Trotzdem fügen Sie mit jedem Bissen fast jedem Gewebe, System und Organ in Ihrem Körper Schaden zu. Hier nur einige der Symptome, die dies hervorrufen kann:

Kopfschmerzen und Abgeschlagenheit
Chronische Probleme mit den Nasennebenhöhlen und ein schwächeres Immunsystem
Arthritis, Knochen- und Gelenkschmerzen
Nährstoffmängel und eine lange Liste von Hautproblemen, darunter alles von Ausschlägen bis Falten.
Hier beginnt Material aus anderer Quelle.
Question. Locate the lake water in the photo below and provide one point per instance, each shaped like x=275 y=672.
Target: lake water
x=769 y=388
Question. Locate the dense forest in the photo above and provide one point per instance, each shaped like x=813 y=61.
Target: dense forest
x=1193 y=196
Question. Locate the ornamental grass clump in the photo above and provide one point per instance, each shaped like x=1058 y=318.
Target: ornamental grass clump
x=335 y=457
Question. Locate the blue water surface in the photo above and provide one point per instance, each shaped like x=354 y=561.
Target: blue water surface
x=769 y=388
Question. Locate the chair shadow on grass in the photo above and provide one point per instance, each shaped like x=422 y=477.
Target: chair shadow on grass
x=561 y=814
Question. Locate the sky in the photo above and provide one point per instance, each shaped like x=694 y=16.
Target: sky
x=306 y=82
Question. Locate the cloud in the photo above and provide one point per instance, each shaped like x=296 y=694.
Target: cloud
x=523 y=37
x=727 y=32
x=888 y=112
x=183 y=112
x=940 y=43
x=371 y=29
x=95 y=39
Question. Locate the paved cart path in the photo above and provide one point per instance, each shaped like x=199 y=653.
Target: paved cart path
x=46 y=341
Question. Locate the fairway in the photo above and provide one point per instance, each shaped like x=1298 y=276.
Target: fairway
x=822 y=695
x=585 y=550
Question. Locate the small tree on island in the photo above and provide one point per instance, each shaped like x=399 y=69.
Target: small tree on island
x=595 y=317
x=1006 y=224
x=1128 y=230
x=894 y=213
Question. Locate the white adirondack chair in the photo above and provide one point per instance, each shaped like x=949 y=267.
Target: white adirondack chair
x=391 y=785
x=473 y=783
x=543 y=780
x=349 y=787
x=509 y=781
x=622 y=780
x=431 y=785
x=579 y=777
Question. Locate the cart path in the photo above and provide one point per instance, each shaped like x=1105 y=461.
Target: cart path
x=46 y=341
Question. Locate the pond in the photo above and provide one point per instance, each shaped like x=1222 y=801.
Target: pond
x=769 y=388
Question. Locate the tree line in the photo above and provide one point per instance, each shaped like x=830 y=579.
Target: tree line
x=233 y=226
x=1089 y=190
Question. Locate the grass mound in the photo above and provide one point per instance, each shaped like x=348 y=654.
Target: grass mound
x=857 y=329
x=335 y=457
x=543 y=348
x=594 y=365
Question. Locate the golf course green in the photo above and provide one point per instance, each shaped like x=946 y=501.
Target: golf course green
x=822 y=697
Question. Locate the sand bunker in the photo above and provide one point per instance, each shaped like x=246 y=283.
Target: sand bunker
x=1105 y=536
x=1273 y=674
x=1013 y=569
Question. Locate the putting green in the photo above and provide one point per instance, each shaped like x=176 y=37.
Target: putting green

Noch beunruhigender ist aber:
Die Forschung zeigt, dass Weizen eine Vielzahl von Autoimmunerkrankungen (der Körper bekämpft sich dabei selbst) auslösen kann, darunter Diabetes Typ 1, rheumatoide Arthritis und multiple Sklerose.
Ein im Journal der American Medical Association veröffentlichter Bericht zeigt, dass Menschen mit Glutenempfindlichkeit, die dennoch Getreide verzehren, ihr Sterberisiko um bis zu 75 % erhöhen!
Das New England Journal of Medicine führt 55 Folgeerscheinungen auf, die durch den Verzehr von Gluten hervorgerufen werden können, darunter:

Krebs
Herzerkrankung
Osteoporose
Reizdarmerkrankung
entzündliche Darmerkrankung
Fibromyalgie und chronische Müdigkeit
Schilddrüsenstörungen
Anämie
Epilepsie
Aphthen
Lupus

Und es beeinträchtigt nicht nur Ihren Körper…
Der Brotwahn: belasten Sie Ihr Gehirn nicht mit Getreide!
Vor mehr als 50 Jahren stellten Ärzte fest, dass bei manchen Geisteskranken eine Spontanheilung auftrat, wenn diese kein Brot zur Verfügung hatten.
Es wurde sogar der Begriff „Brotwahn“ geprägt, um Schizophrenie zu beschreiben.
Vor kurzem haben Ärzte an der Duke University über eine Frau berichtet, die seit 50 Jahren an Wahnvorstellungen und Halluzinationen litt und schon mehrere Suizidversuche unternommen hatte. Sie stoppte die Aufnahme von Weizen und innerhalb einer Woche verschwanden ihre Symptome!
Wenn Sie (oder jemand, den Sie kennen) schon einmal unter Depressionen… Schlaflosigkeit… Beklemmungen… Demenz… oder fast jedem anderen psychiatrischen oder neurologischen Problem gelitten haben – dann stehen die Chancen gut, dass eine getreidefreie Ernährung helfen würde.